Sanctuary of the Soul

Developing a "familiar friendship with Jesus"
Sanctuary of the Soul

In meditative prayer we are growing into what Thomas à Kempis called "a familiar friendship with Jesus." We are learning to sink down into the light and life of Christ and becoming comfortable in this posture. We experience the perpetual presence of the Lord (omnipresence, as we say) not just as theological dogma but as radiant reality. "He walks with me and he talks with me" ceases to be pious jargon and instead becomes a straightforward description of daily life.

Please understand me: I am not speaking of some mushy, giddy, buddy-buddy relationship. Such insipid sentimentality only betrays how little we know, how distant we are from the Lord high and lifted up, who is revealed to us in Scripture. John tells us in his Apocalypse that when he saw the reigning Christ he fell at his feet as though dead … and so should we (Rev. 1:17). The reality I speak of is akin to what the disciples felt in the upper room when they experienced both intense intimacy and awe-full reverence.

An Inner Sanctuary in the Heart

In meditative prayer we are creating the emotional and spiritual space that allows God to construct an inner sanctuary in the heart. The wonderful verse "Behold, I stand at the door, and knock" was originally penned for believers, not unbelievers (Rev. 3:20 KJV). Jesus is knocking at the door of our heart—daily, hourly, moment by moment. He is longing to eat with us, to commune with us. He desires a perpetual Eucharistic feast in the inner sanctuary of the heart.
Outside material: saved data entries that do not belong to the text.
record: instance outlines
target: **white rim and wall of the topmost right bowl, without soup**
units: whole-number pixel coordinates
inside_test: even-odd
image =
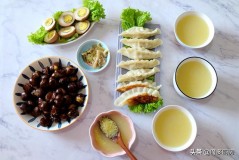
[[[185,16],[188,16],[188,15],[197,15],[197,16],[201,17],[201,18],[207,23],[207,25],[208,25],[208,28],[209,28],[209,36],[208,36],[208,39],[207,39],[203,44],[201,44],[201,45],[199,45],[199,46],[189,46],[189,45],[183,43],[183,42],[180,40],[180,38],[178,37],[178,35],[177,35],[176,28],[177,28],[178,22],[179,22],[181,19],[183,19]],[[212,39],[213,39],[213,37],[214,37],[214,32],[215,32],[215,31],[214,31],[214,26],[213,26],[212,21],[210,20],[210,18],[209,18],[207,15],[205,15],[205,14],[203,14],[203,13],[201,13],[201,12],[196,12],[196,11],[187,11],[187,12],[184,12],[184,13],[182,13],[181,15],[179,15],[179,16],[177,17],[177,19],[176,19],[176,21],[175,21],[175,24],[174,24],[174,34],[175,34],[175,37],[176,37],[178,43],[180,43],[182,46],[188,47],[188,48],[203,48],[203,47],[207,46],[207,45],[212,41]]]

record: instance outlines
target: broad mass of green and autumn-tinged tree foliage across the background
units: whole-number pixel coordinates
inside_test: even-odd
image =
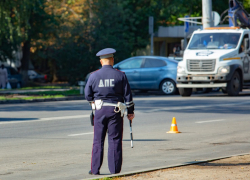
[[[249,1],[243,2],[250,10]],[[221,14],[228,0],[213,0]],[[250,12],[250,11],[249,11]],[[29,60],[53,81],[76,83],[100,67],[96,53],[117,50],[115,62],[136,55],[149,44],[148,17],[159,26],[183,25],[179,17],[202,16],[201,0],[1,0],[0,60],[23,49]]]

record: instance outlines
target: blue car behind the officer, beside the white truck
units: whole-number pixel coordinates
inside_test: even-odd
[[[160,90],[164,94],[177,93],[178,61],[161,56],[136,56],[114,65],[125,72],[132,90]],[[86,77],[86,81],[89,74]]]

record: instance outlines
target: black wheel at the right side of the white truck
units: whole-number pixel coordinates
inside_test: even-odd
[[[236,71],[232,79],[227,83],[227,93],[229,96],[237,96],[240,92],[240,75]]]

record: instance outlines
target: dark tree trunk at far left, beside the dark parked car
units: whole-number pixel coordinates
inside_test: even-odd
[[[29,62],[30,62],[30,40],[27,40],[23,46],[23,57],[21,59],[21,74],[23,76],[23,86],[27,85],[29,77]]]

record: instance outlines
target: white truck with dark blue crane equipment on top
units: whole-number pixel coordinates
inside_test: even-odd
[[[250,30],[246,28],[250,18],[237,0],[230,2],[231,27],[210,27],[193,33],[177,67],[181,96],[190,96],[193,88],[222,88],[224,93],[236,96],[250,85]],[[244,27],[236,26],[237,22]]]

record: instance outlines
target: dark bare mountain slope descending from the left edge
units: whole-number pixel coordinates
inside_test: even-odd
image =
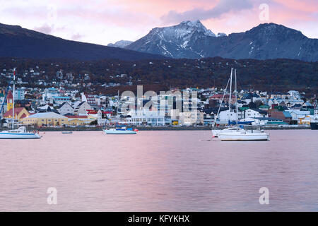
[[[0,57],[35,59],[163,59],[160,55],[129,49],[105,47],[98,44],[64,40],[52,35],[0,23]]]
Jesus is knocking; meditative prayer opens the door.

The wise apostle Paul reminds us that we are no longer strangers and aliens to the divine fellowship. We have become members of the household of God, a household based on the solid foundation of the apostles and prophets. Jesus himself is the key cornerstone, and it is through him that "the whole building is joined together and rises to become a holy temple in the Lord. And in him you too are being built together to become a dwelling in which God lives by his Spirit" (Eph. 2:20-22, emphasis added).

Allow me to underscore that phrase: my heart, your heart is being made into a dwelling place for God. Now I don't know about you, but if my heart is to become a dwelling place of God, some major renovations are needed! Teresa of Avila, reflecting on the evil in her own heart, once prayed, "O my Lord, since it seems you have determined to save me, I beseech Your Majesty … don't you think it would be good … if the inn where you have to dwell continually would not get so dirty?"

All real formation work is heart work, as the great Puritan divines dubbed it. The human heart is the well-spring of all human action. It is the center of all volition and the deep realities of the spirit. John Flavel, a 17th-century English Puritan, noted that the "greatest difficulty in conversion, is to win the heart to God; and the greatest difficulty after conversion, is to keep the heart with God … Heart work is hard work indeed."

Two Central Realities

As we consider the transformation of the human heart, we need to keep two central realities clearly in mind. To begin with, we simply cannot program our own heart. We cannot program anyone else's heart. There is a whole theology that stands behind these statements. I will not go into extreme detail here; I will just state it in this flatfooted manner: You are not in charge of the transformation of your heart. Neither am I. This is God's domain, and you and I are utterly dependent on God to accomplish the work of heart transformation.

Second, the human heart itself is part of our problem. We are, each and every one of us, a tangled mass of motives: hope and fear, faith and doubt, simplicity and duplicity, honesty and falsity, openness and guile. God knows our heart in ways we can never know. Supernatural abilities are needed to untangle the mess. God is the only one who can separate the true from the false. Only God can purify the motives of the heart.

So, you see, we are utterly, utterly dependent upon God to do this transforming work in us: the work of heart purity, or soul conversion, of inward formation, of life transformation. This solitary and interior work within the heart is the most important, the most real, the most lasting reality in human life.

Therefore, the devotional masters' constant appeal to heart purification speaks an important word for us. It is no vain thing for us to return to our first love over and over and over again. It is an act of faith to continually cry out to God to search us and to know our heart and to root out every wicked way in us (Ps. 139:23). This is a vital aspect of the salvation of the Lord.

Let me stress this central reality once again: God is the ultimate former and transformer of the human heart. Having said this, I hasten to add that God has graciously invited you and me to participate in this highest, deepest work of heart transformation. Remember, God does not come uninvited. If certain chambers of our heart have never experienced God's healing touch, perhaps it is because we have never welcomed the divine Scrutiny.